ThanosQueryGrpcClientErrorRate #
Thanos Query {{$labels.job}} is failing to send {{$value | humanize}}% of requests.
Alert Rule
alert: ThanosQueryGrpcClientErrorRate
annotations:
description: |-
Thanos Query {{$labels.job}} is failing to send {{$value | humanize}}% of requests.
VALUE = {{ $value }}
LABELS = {{ $labels }}
runbook: https://srerun.github.io/prometheus-alerts/runbooks/thanos-query/thanosquerygrpcclienterrorrate/
summary: Thanos Query Grpc Client Error Rate (instance {{ $labels.instance }})
expr: (sum by (job) (rate(grpc_client_handled_total{grpc_code!="OK", job=~".*thanos-query.*"}[5m]))

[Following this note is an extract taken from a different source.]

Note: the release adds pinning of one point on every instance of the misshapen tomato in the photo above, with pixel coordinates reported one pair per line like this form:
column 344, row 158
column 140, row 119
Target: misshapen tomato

/ sum by (job) (rate(grpc_client_started_total{job=~".*thanos-query.*"}[5m]))) *
100 > 5
for: 5m
labels:
severity: warning
Meaning #
The ThanosQueryGrpcClientErrorRate alert rule is triggered when the error rate of the Thanos Query gRPC client exceeds 5% over a 5-minute period. This indicates that the Thanos Query instance is experiencing issues when sending requests to the gRPC server.
Impact #
- Thanos Query instance is not functioning correctly, leading to incomplete or inaccurate query results.
- Potential impact on downstream systems that rely on Thanos Query, such as Grafana dashboards or alerting systems.
- Downtime or errors in the monitoring and alerting system.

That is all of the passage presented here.